After diagnosis, your healthcare team will typically recommend regular MRI scans to monitor disease activity and treatment effectiveness. Early in the disease or when starting new treatment, you might have scans every 6 to 12 months. Once your condition is stable on treatment, scans may be done less frequently, perhaps yearly or every two years. These monitoring scans help detect silent disease activity—new lesions that form without causing noticeable symptoms—and help your doctor adjust your treatment plan if needed[13].

🎯 Key takeaways

  • There is no single test that can diagnose RRMS—doctors use a combination of MRI scans, neurological examinations, medical history, and sometimes spinal taps to build a complete picture and rule out other conditions.

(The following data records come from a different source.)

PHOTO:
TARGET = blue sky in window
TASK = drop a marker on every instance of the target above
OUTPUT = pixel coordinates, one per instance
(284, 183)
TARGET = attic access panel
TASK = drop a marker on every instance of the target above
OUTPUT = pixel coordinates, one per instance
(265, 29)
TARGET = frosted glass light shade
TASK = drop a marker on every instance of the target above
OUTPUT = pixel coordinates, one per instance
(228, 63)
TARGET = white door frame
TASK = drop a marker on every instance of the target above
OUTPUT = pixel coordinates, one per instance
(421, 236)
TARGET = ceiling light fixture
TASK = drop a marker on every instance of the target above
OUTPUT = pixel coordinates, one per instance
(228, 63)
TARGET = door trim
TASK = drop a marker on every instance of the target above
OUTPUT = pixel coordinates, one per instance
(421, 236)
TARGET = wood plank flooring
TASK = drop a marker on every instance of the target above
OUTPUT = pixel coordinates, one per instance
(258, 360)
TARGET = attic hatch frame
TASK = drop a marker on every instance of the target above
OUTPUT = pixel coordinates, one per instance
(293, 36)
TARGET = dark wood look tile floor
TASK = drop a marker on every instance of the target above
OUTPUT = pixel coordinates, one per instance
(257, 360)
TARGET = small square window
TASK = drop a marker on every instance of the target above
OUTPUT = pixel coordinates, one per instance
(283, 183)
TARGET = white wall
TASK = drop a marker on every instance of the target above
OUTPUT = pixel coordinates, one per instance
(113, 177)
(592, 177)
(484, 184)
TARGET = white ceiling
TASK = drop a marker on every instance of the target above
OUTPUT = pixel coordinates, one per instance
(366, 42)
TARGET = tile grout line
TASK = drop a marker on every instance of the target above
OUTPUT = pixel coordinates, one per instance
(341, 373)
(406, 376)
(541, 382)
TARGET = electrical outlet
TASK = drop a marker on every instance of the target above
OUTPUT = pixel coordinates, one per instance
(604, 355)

  • MRI is the most important diagnostic tool because it can reveal lesions (areas of damage) in your brain and spinal cord, helping doctors see both the location and timing of nervous system damage.
  • Silent relapses can occur without noticeable symptoms, which is why periodic MRI monitoring is important even when you feel well—new lesions may be forming without your awareness.
  • A true relapse must last at least 24 hours and occur at least 30 days after the previous relapse, with no other explanation like infection or fever causing the symptoms.
  • Keeping a detailed symptom diary helps your healthcare team distinguish between true relapses and temporary symptom fluctuations, making diagnosis more accurate and timely.
  • Clinical trial qualification requires extensive testing beyond standard diagnosis, including specific MRI findings, documentation of recent disease activity, and comprehensive blood work to ensure safety.
  • Blood tests don’t diagnose MS but play a crucial role in ruling out other conditions with similar symptoms, such as vitamin deficiencies, infections, and other autoimmune diseases.
  • Early diagnosis and prompt treatment initiation are associated with better long-term outcomes, potentially slowing disease progression and reducing disability accumulation over time.